À l’orée d’une dixième journée de manifestations mardi contre la réforme des retraites, gouvernement et syndicats mettent en garde contre un risque de « chaos » et c’est sur fond de climat délétère et violent, qu’Emmanuel Macron recevra lundi les poids lourds de la majorité.
Un court répit, après plusieurs nuits tendues. La contestation de la réforme des retraites s’est poursuivie dans plusieurs villes samedi, avec des cortèges rassemblant quelques centaines de personnes. Des « rassemblements de proximité » encouragés par l’intersyndicale avant une nouvelle grande journée de mobilisation mardi, avec notamment un cortège parisien qui défilera de la place de la République à Nation.
La veille, donc lundi, Emmanuel Macron recevra la Première ministre Elisabeth Borne et les cadres de sa majorité – chefs de partis, ministres, parlementaires – à l’Élysée, avec le climat social délétère en toile de fond.
Alors que les affrontements se sont déplacés, le temps du week-end, autour des bassines de Sainte-Soline (Deux-Sèvres), des dégradations de mobilier urbain et des jets de projectiles sur les forces de l’ordre ont été rapportés ce samedi à Rennes lors du cortège antiréforme.

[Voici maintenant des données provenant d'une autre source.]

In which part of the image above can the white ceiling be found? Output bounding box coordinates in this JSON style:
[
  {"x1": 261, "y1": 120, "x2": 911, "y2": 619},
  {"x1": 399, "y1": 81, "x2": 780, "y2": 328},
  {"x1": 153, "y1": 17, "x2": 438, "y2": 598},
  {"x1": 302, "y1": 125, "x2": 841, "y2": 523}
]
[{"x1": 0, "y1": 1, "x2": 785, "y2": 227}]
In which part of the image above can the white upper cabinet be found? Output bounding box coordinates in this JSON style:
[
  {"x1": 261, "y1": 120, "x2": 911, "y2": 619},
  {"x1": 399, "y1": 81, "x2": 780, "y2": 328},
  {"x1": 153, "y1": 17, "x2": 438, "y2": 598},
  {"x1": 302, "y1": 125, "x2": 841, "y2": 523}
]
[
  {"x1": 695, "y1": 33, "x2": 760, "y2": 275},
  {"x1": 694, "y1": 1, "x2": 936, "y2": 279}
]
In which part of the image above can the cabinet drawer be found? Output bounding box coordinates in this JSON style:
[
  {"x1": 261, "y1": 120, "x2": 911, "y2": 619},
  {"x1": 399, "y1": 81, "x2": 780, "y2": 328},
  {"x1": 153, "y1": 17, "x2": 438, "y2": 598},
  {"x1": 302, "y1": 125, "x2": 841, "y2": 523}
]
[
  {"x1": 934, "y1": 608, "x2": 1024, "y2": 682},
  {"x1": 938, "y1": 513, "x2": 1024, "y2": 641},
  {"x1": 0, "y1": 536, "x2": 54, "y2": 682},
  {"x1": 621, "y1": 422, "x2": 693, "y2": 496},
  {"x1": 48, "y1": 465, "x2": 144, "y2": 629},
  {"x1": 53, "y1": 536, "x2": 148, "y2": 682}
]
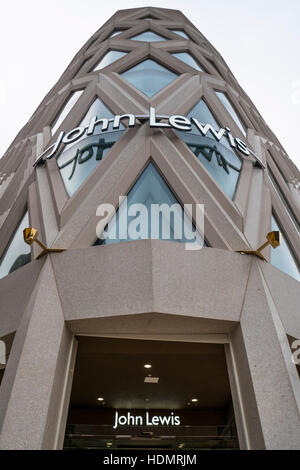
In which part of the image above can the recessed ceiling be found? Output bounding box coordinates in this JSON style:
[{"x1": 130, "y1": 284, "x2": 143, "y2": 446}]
[{"x1": 69, "y1": 337, "x2": 231, "y2": 410}]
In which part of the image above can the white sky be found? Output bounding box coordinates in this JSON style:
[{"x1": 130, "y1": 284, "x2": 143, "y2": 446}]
[{"x1": 0, "y1": 0, "x2": 299, "y2": 169}]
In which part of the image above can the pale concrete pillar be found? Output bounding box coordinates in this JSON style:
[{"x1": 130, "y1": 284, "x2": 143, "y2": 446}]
[
  {"x1": 0, "y1": 257, "x2": 77, "y2": 449},
  {"x1": 231, "y1": 259, "x2": 300, "y2": 450}
]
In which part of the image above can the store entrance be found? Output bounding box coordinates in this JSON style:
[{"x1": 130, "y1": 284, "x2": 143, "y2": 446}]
[{"x1": 64, "y1": 337, "x2": 239, "y2": 450}]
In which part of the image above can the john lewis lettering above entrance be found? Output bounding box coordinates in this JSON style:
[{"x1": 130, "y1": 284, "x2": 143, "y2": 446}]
[
  {"x1": 35, "y1": 107, "x2": 263, "y2": 167},
  {"x1": 113, "y1": 410, "x2": 181, "y2": 429}
]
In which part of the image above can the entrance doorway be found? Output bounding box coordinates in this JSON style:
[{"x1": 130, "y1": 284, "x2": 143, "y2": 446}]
[{"x1": 64, "y1": 337, "x2": 239, "y2": 450}]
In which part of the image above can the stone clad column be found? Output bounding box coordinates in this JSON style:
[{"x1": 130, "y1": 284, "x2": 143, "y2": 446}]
[
  {"x1": 0, "y1": 256, "x2": 77, "y2": 449},
  {"x1": 231, "y1": 260, "x2": 300, "y2": 450}
]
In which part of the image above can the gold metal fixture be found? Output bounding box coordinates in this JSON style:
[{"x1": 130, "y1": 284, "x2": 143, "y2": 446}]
[
  {"x1": 237, "y1": 231, "x2": 281, "y2": 262},
  {"x1": 23, "y1": 227, "x2": 65, "y2": 260}
]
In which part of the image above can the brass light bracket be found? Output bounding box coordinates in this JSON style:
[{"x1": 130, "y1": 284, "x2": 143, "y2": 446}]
[
  {"x1": 236, "y1": 231, "x2": 281, "y2": 262},
  {"x1": 23, "y1": 227, "x2": 65, "y2": 260}
]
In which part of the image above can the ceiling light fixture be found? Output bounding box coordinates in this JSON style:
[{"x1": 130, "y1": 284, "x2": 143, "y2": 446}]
[
  {"x1": 144, "y1": 364, "x2": 152, "y2": 369},
  {"x1": 191, "y1": 398, "x2": 198, "y2": 403},
  {"x1": 97, "y1": 397, "x2": 104, "y2": 401}
]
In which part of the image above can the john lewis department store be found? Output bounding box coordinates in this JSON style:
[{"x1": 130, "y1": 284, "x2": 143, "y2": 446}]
[{"x1": 0, "y1": 7, "x2": 300, "y2": 450}]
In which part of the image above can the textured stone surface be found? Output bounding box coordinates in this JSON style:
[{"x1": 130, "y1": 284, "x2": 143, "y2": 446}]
[
  {"x1": 0, "y1": 259, "x2": 45, "y2": 337},
  {"x1": 51, "y1": 242, "x2": 252, "y2": 323},
  {"x1": 260, "y1": 261, "x2": 300, "y2": 339},
  {"x1": 239, "y1": 261, "x2": 300, "y2": 449},
  {"x1": 0, "y1": 258, "x2": 75, "y2": 450}
]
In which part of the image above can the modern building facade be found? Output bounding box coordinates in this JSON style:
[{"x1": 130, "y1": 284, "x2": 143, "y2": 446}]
[{"x1": 0, "y1": 6, "x2": 299, "y2": 450}]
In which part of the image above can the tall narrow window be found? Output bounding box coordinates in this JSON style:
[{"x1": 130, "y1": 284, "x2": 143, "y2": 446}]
[
  {"x1": 267, "y1": 150, "x2": 289, "y2": 185},
  {"x1": 215, "y1": 91, "x2": 246, "y2": 136},
  {"x1": 51, "y1": 90, "x2": 83, "y2": 136},
  {"x1": 94, "y1": 162, "x2": 204, "y2": 248},
  {"x1": 0, "y1": 212, "x2": 31, "y2": 279},
  {"x1": 271, "y1": 215, "x2": 300, "y2": 281},
  {"x1": 268, "y1": 167, "x2": 299, "y2": 232},
  {"x1": 57, "y1": 98, "x2": 125, "y2": 196},
  {"x1": 121, "y1": 59, "x2": 178, "y2": 97},
  {"x1": 176, "y1": 99, "x2": 242, "y2": 200},
  {"x1": 93, "y1": 51, "x2": 127, "y2": 71}
]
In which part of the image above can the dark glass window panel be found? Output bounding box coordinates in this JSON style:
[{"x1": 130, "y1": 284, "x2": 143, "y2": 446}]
[
  {"x1": 93, "y1": 51, "x2": 127, "y2": 71},
  {"x1": 95, "y1": 162, "x2": 205, "y2": 247},
  {"x1": 130, "y1": 31, "x2": 167, "y2": 42},
  {"x1": 179, "y1": 133, "x2": 241, "y2": 200},
  {"x1": 57, "y1": 98, "x2": 125, "y2": 196},
  {"x1": 121, "y1": 59, "x2": 178, "y2": 97},
  {"x1": 0, "y1": 212, "x2": 31, "y2": 279},
  {"x1": 172, "y1": 52, "x2": 203, "y2": 71},
  {"x1": 177, "y1": 99, "x2": 242, "y2": 200},
  {"x1": 271, "y1": 215, "x2": 300, "y2": 281}
]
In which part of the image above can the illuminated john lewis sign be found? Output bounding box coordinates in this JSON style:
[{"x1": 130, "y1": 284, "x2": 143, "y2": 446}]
[
  {"x1": 34, "y1": 107, "x2": 263, "y2": 166},
  {"x1": 113, "y1": 410, "x2": 181, "y2": 429}
]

Mais rien de comparable avec les « scènes de chaos » dans la capitale bretonne, dont s’était émue sa maire Nathalie Appéré lors de la manifestation de jeudi.
Des débordements observés dans de nombreuses autres villes : commissariat attaqué à Lorient, porche de l’hôtel de ville incendié à Bordeaux, heurts et départs de feux innombrables à Paris.
Point d’orgue d’une semaine d’échauffourées quotidiennes, depuis le recours du gouvernement au 49.3 pour faire adopter sa réforme au Parlement, cette neuvième journée à l’initiative des syndicats a aussi marqué un rebond de la mobilisation, avec entre 1,09 million (Beauvau) et 3,5 millions (CGT) de participants. Succès éclipsé par les accusations de violences, qui visent également les forces de l’ordre : pouce arraché pour une manifestante à Rouen, cheminot « éborgné » à Paris selon SUD-Rail, syndicats « visés par le canon à eau » à Rennes…
Le Conseil de l’Europe s’est alarmé d’un « usage excessif de la force » et les critiques se concentrant sur la BRAV-M, unité à moto chargée du maintien de l’ordre dans la capitale et dont la dissolution n’est « pas à l’ordre du jour » selon le préfet de police Laurent Nuñez.
« Une demande de justice »
Face à ce durcissement généralisé, le pouvoir rejette la faute sur une partie de ses opposants. « Ceux qui aujourd’hui tirent au mortier et tentent d’incendier » des bâtiments publics, « ont une volonté de désordre », a affirmé dimanche le ministre du Travail, Olivier Dussopt, lors de l’émission politique de France Inter/France Télévisions et Le Monde.
« Ce sont des gens qui ne respectent rien, certainement pas la vie humaine », a renchéri la présidente de l’Assemblée nationale, Yaël Braun-Pivet, évoquant sur le plateau du Grand Jury RTL/Le Figaro/LCI les menaces « abominables » qu’elle et d’autres élues de la majorité ont reçues récemment. « Ceux qui protestent sont en colère, il nous faut les entendre », dit le porte-parole du gouvernement, Olivier Véran, dans le Journal du dimanche. Rien à voir avec « les factieux qui viennent pour semer le chaos dans le pays ».
Argument renvoyé par le secrétaire général de la CFDT, Laurent Berger, qui rappelle dans un entretien à la revue Le Grand Continent que la réforme des retraites vise à générer « à peine 10 milliards d’euros d’économies » et juge « absurde de risquer de faire sombrer la France dans le chaos pour si peu ». Le président du Rassemblement national, Jordan Bardella, a pour sa part accusé l’exécutif de « spéculer sur la violence », ajoutant sur France 3 qu’«Emmanuel Macron prend un malin plaisir à ce désordre et à ce chaos».
Le chef de l’État, qui a appelé vendredi à « la plus grande fermeté » face aux violences, a indiqué vouloir « attendre la décision du Conseil constitutionnel » sur la réforme des retraites – d’ici trois semaines – tout en se disant « à la disposition » des syndicats « pour avancer tout de suite » sur d’autres sujets comme les salaires et les conditions de travail. Une façon de répondre aux « colères » qui « dépassent largement la réforme des retraites », a expliqué samedi Elisabeth Borne, voyant dans le mouvement social en cours depuis deux mois « une demande de justice ».